Director of Soil Association Scotland, Hugh Raven, says that pressure on wild fish stocks must be reduced and the obvious way to do this is to “ensure the sustainable development of aquaculture and fish farming.” The critical state of the majority of the world's commercial wild fisheries was a key reason that the Soil Association decided to engage with and develop organic standards for aquaculture, he says.
However, not all organisations have accepted that their fishery has been taken into account. Seafish, the UK seafood industry body, is commissioning its own scientists to review the report in more detail as it questions whether the predictions have taken into account the “many advances made by the UK seafood industry”.
The predictions do not include New Zealand, according to Ministry of Fisheries Chief Executive, John Glaister, who stated that his country acted early to ensure sustainability of the country's fisheries and marine ecosystems.
Two Scottish organisations have reacted angrily to the report. The Scottish National Party's Shadow Fisheries Minister, Richard Lochhead, labelled the study “alarmist scaremongering that is largely irrelevant to Scottish waters where the vast majority of stocks are booming and some are even at records levels.”
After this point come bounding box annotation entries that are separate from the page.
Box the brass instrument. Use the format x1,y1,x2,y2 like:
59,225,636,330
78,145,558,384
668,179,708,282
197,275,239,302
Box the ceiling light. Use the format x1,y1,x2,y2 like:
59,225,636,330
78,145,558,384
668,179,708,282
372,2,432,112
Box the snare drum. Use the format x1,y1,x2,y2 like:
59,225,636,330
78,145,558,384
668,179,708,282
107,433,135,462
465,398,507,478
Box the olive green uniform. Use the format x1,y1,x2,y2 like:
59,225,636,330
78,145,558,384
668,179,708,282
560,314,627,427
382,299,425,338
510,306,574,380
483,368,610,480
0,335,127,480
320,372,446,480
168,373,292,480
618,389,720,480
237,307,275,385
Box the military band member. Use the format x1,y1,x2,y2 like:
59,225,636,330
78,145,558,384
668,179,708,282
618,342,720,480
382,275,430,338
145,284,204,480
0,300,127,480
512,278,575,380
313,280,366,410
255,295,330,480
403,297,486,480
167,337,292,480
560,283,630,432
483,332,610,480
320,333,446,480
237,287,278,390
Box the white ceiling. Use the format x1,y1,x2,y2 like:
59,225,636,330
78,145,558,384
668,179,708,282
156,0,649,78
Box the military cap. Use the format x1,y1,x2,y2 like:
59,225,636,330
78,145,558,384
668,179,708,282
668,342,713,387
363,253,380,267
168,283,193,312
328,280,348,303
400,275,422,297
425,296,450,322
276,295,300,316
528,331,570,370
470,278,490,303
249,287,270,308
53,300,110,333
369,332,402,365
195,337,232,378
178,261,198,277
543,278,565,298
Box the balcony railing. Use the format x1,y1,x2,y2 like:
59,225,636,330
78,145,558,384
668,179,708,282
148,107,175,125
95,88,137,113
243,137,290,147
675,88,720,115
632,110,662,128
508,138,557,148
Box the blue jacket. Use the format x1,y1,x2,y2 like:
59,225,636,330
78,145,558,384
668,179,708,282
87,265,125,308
The Scottish Fishermen's Federation Chief Executive, Bertie Armstrong, claims, “We have strenuous improvement efforts being made in each of these areas [exploitation, pollution and habitat destruction] but the article fails to recognise this, preferring to paint a much more dramatic picture which is scientifically superficial and invites damaging misinterpretation.”
This mix of opinions suggests that no definitive view is likely to emerge in the immediate future.